2. **"Untriggered, no harm" is a valid Phase 7 verdict** for installed patches. Patch B fits this exactly. The patch is ready; the trigger pattern just doesn't fire often enough in this RF / load regime to verify the recovery delta. Don't let unobserved verifications block the loop.
3. **Build infrastructure on `cleanups` not `mobian`.** The Phase 6 attempt to base Patch B on mobian forced a refactor mid-flight; the c-stack lives on cleanups, and re-using c5.2's `bes2600_chrdev_do_bus_reset` requires that. The cleanups branch is the campaign's working trunk.
4. **AP-side bug is unlikely on AVM hardware.** AVM Fritz!Boxes don't fire spurious deauth-6 storms. When ohm sees AP-deauth-6 unprovoked, the suspect chain is bes2600 sending something the AP can't authenticate. The bias toward "bes2600 is the broken thing" is empirically validated.
5. **AP-deauth-6 can fire without our local triggers.** Trigger C is a real failure mode neither Patch A nor B addresses.
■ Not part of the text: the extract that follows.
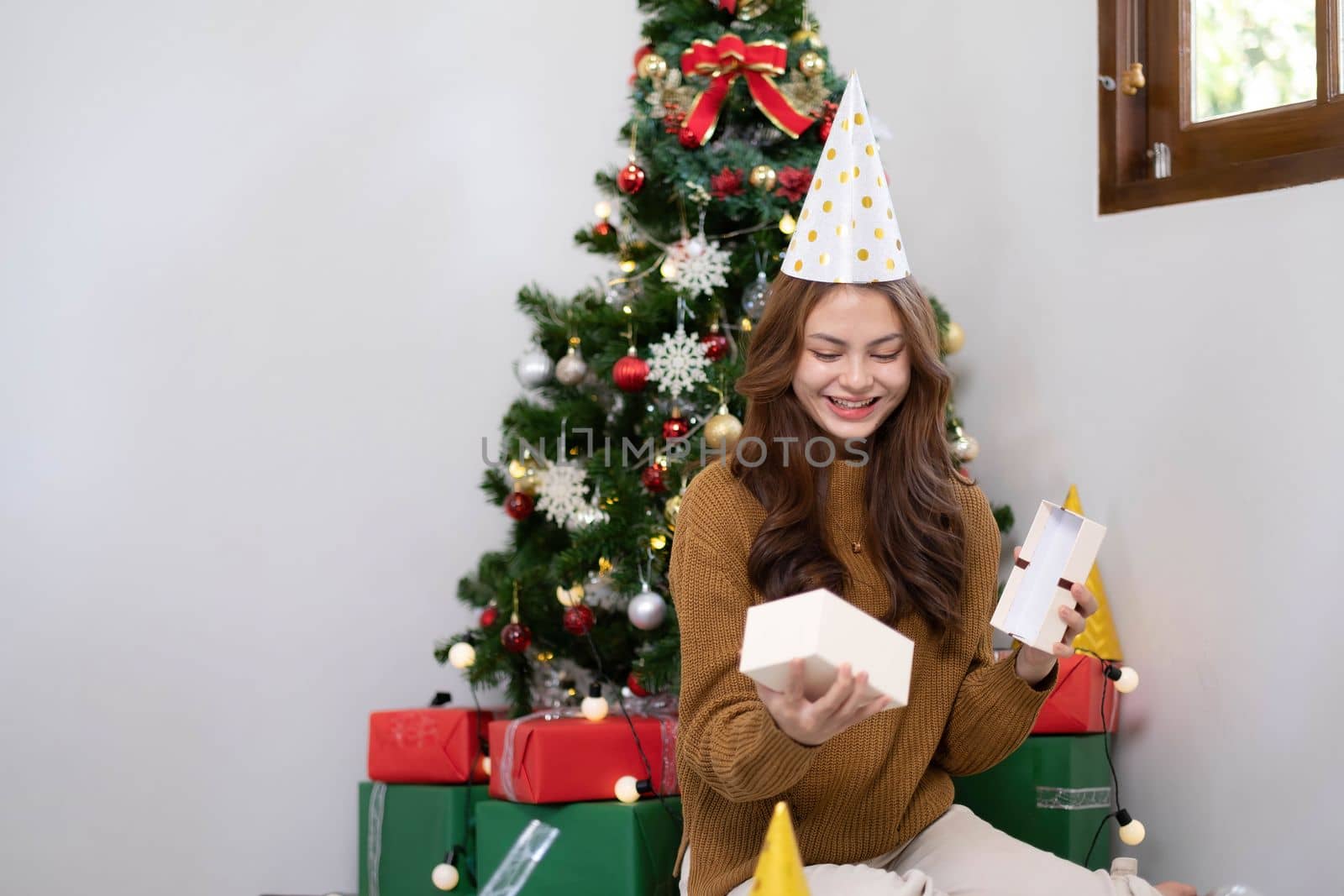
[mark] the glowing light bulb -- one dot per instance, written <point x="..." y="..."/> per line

Adding a Phase-1-style metric for "AP-deauth-6 rate without preceding decrypt-storm or api_connection_loss" would surface Trigger C cleanly.
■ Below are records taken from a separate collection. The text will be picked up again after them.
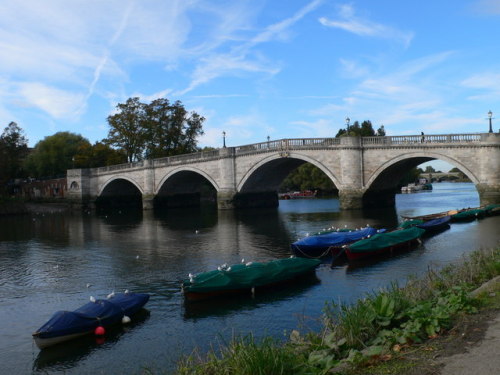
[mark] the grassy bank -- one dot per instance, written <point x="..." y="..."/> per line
<point x="383" y="326"/>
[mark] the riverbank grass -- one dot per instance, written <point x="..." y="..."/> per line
<point x="378" y="328"/>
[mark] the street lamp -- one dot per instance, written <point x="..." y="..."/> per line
<point x="490" y="117"/>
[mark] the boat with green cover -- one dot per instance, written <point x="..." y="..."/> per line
<point x="245" y="277"/>
<point x="469" y="214"/>
<point x="384" y="242"/>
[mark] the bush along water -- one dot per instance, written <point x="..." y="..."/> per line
<point x="373" y="328"/>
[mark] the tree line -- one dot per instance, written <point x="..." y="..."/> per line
<point x="137" y="131"/>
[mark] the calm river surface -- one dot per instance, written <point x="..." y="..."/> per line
<point x="46" y="262"/>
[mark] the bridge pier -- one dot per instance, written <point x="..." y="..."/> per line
<point x="225" y="200"/>
<point x="351" y="199"/>
<point x="147" y="202"/>
<point x="488" y="194"/>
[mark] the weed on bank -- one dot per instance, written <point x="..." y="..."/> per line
<point x="373" y="329"/>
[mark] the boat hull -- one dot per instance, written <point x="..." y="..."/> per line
<point x="68" y="325"/>
<point x="246" y="278"/>
<point x="398" y="240"/>
<point x="401" y="247"/>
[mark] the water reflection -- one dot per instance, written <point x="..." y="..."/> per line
<point x="46" y="263"/>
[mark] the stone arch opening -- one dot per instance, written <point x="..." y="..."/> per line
<point x="261" y="184"/>
<point x="387" y="180"/>
<point x="119" y="192"/>
<point x="185" y="188"/>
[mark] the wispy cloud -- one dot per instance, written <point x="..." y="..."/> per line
<point x="485" y="85"/>
<point x="488" y="7"/>
<point x="348" y="21"/>
<point x="242" y="58"/>
<point x="57" y="103"/>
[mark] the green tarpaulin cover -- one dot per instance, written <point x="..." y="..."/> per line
<point x="410" y="223"/>
<point x="468" y="214"/>
<point x="383" y="240"/>
<point x="241" y="276"/>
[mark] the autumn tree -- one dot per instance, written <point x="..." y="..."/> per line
<point x="365" y="129"/>
<point x="154" y="130"/>
<point x="126" y="129"/>
<point x="99" y="154"/>
<point x="13" y="151"/>
<point x="54" y="155"/>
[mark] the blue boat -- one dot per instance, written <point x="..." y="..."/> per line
<point x="67" y="325"/>
<point x="435" y="225"/>
<point x="321" y="246"/>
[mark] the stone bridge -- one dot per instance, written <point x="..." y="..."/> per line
<point x="365" y="170"/>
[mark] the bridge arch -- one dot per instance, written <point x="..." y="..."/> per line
<point x="118" y="179"/>
<point x="268" y="173"/>
<point x="402" y="163"/>
<point x="175" y="172"/>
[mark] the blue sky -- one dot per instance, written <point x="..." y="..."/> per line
<point x="253" y="68"/>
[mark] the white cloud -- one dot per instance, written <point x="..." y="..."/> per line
<point x="363" y="27"/>
<point x="55" y="102"/>
<point x="241" y="58"/>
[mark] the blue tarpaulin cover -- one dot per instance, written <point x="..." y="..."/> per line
<point x="102" y="312"/>
<point x="324" y="241"/>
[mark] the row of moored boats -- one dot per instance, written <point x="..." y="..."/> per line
<point x="247" y="277"/>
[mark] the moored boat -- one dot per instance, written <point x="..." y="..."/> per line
<point x="469" y="214"/>
<point x="245" y="277"/>
<point x="67" y="325"/>
<point x="320" y="246"/>
<point x="428" y="217"/>
<point x="383" y="243"/>
<point x="305" y="194"/>
<point x="492" y="209"/>
<point x="435" y="225"/>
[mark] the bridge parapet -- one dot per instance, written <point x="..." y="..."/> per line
<point x="287" y="144"/>
<point x="413" y="139"/>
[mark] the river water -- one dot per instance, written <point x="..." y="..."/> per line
<point x="46" y="262"/>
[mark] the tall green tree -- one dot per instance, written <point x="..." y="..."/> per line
<point x="127" y="130"/>
<point x="154" y="130"/>
<point x="99" y="154"/>
<point x="54" y="155"/>
<point x="13" y="151"/>
<point x="365" y="129"/>
<point x="170" y="129"/>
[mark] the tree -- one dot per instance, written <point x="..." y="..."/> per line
<point x="13" y="151"/>
<point x="363" y="130"/>
<point x="126" y="129"/>
<point x="154" y="130"/>
<point x="170" y="129"/>
<point x="54" y="155"/>
<point x="98" y="155"/>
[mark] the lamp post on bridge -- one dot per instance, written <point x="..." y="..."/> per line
<point x="490" y="117"/>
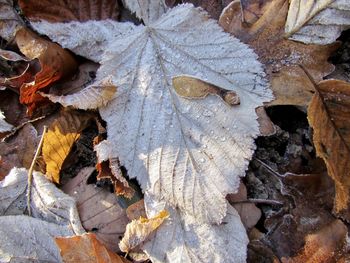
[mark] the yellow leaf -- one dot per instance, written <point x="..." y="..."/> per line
<point x="85" y="248"/>
<point x="59" y="140"/>
<point x="137" y="231"/>
<point x="329" y="114"/>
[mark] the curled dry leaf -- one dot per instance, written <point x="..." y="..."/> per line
<point x="26" y="239"/>
<point x="139" y="230"/>
<point x="47" y="201"/>
<point x="65" y="11"/>
<point x="85" y="248"/>
<point x="18" y="152"/>
<point x="99" y="210"/>
<point x="4" y="126"/>
<point x="325" y="245"/>
<point x="91" y="97"/>
<point x="317" y="21"/>
<point x="55" y="62"/>
<point x="265" y="34"/>
<point x="59" y="139"/>
<point x="328" y="114"/>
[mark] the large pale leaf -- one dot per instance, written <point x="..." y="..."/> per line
<point x="193" y="151"/>
<point x="47" y="201"/>
<point x="26" y="239"/>
<point x="182" y="239"/>
<point x="329" y="114"/>
<point x="317" y="21"/>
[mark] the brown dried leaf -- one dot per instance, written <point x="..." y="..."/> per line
<point x="59" y="140"/>
<point x="328" y="114"/>
<point x="65" y="11"/>
<point x="325" y="245"/>
<point x="99" y="209"/>
<point x="56" y="63"/>
<point x="138" y="231"/>
<point x="280" y="56"/>
<point x="85" y="248"/>
<point x="248" y="212"/>
<point x="19" y="152"/>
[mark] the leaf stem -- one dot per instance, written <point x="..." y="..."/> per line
<point x="30" y="172"/>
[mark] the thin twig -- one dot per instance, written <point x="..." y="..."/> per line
<point x="30" y="172"/>
<point x="259" y="201"/>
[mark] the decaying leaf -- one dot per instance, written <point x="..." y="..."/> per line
<point x="47" y="202"/>
<point x="90" y="97"/>
<point x="99" y="210"/>
<point x="65" y="11"/>
<point x="328" y="114"/>
<point x="55" y="62"/>
<point x="4" y="126"/>
<point x="9" y="20"/>
<point x="265" y="33"/>
<point x="59" y="139"/>
<point x="325" y="245"/>
<point x="85" y="248"/>
<point x="317" y="21"/>
<point x="182" y="238"/>
<point x="27" y="239"/>
<point x="18" y="152"/>
<point x="201" y="139"/>
<point x="139" y="230"/>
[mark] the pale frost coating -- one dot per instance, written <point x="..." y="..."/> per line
<point x="182" y="239"/>
<point x="317" y="21"/>
<point x="147" y="10"/>
<point x="190" y="153"/>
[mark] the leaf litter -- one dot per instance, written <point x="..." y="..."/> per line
<point x="287" y="209"/>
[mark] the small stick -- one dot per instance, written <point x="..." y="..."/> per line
<point x="259" y="201"/>
<point x="30" y="172"/>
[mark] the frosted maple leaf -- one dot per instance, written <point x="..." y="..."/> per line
<point x="187" y="154"/>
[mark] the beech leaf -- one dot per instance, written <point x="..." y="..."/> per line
<point x="328" y="114"/>
<point x="86" y="248"/>
<point x="317" y="21"/>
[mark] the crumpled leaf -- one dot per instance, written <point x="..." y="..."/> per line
<point x="55" y="62"/>
<point x="86" y="248"/>
<point x="139" y="230"/>
<point x="59" y="139"/>
<point x="317" y="21"/>
<point x="265" y="29"/>
<point x="147" y="10"/>
<point x="47" y="201"/>
<point x="90" y="97"/>
<point x="18" y="152"/>
<point x="9" y="20"/>
<point x="201" y="139"/>
<point x="99" y="210"/>
<point x="65" y="11"/>
<point x="328" y="244"/>
<point x="328" y="115"/>
<point x="183" y="239"/>
<point x="4" y="126"/>
<point x="26" y="239"/>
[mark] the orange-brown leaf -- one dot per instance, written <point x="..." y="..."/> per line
<point x="325" y="245"/>
<point x="65" y="11"/>
<point x="85" y="248"/>
<point x="59" y="140"/>
<point x="329" y="115"/>
<point x="56" y="63"/>
<point x="264" y="32"/>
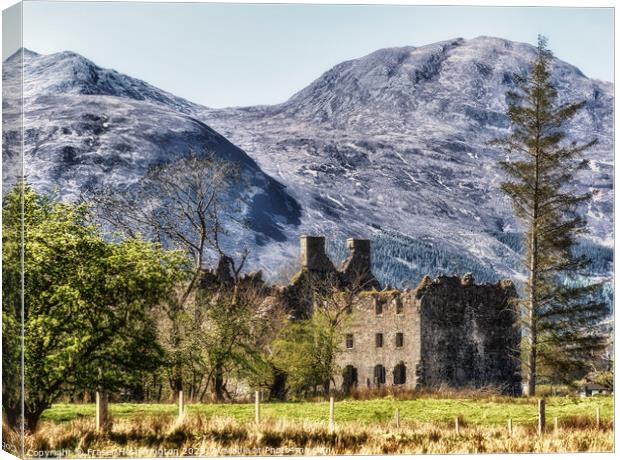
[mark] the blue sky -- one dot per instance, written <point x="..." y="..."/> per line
<point x="230" y="55"/>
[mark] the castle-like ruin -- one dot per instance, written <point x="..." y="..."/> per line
<point x="448" y="332"/>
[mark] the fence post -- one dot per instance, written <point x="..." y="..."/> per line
<point x="257" y="407"/>
<point x="541" y="416"/>
<point x="331" y="414"/>
<point x="181" y="405"/>
<point x="101" y="417"/>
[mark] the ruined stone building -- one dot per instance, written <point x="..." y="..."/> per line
<point x="449" y="331"/>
6. **`pv -L` cap interacts with TCP retransmit recovery.** When the link can't sustain the cap, TCP backs off and pv blocks. Observed throughput is then a **floor on chip RX capacity at that signal level**, not the sender's intent. Useful for chip-load-characterization, but the cap should be set based on observed pull-rate, not on the link's nominal MCS rate.
---
## Loop status
- Phase 7: closed.
- Patch A: confirmed (N=2). Stays in.
- Patch B: installed, dormant in this regime, no harm. Stays in.
- Bug #5: backlog, no patch yet. Documented.
- Trigger C: backlog candidate, no patch yet. Documented.
Next campaign cycle would be re-anchoring Phase 0 around Bug #5 or Trigger C.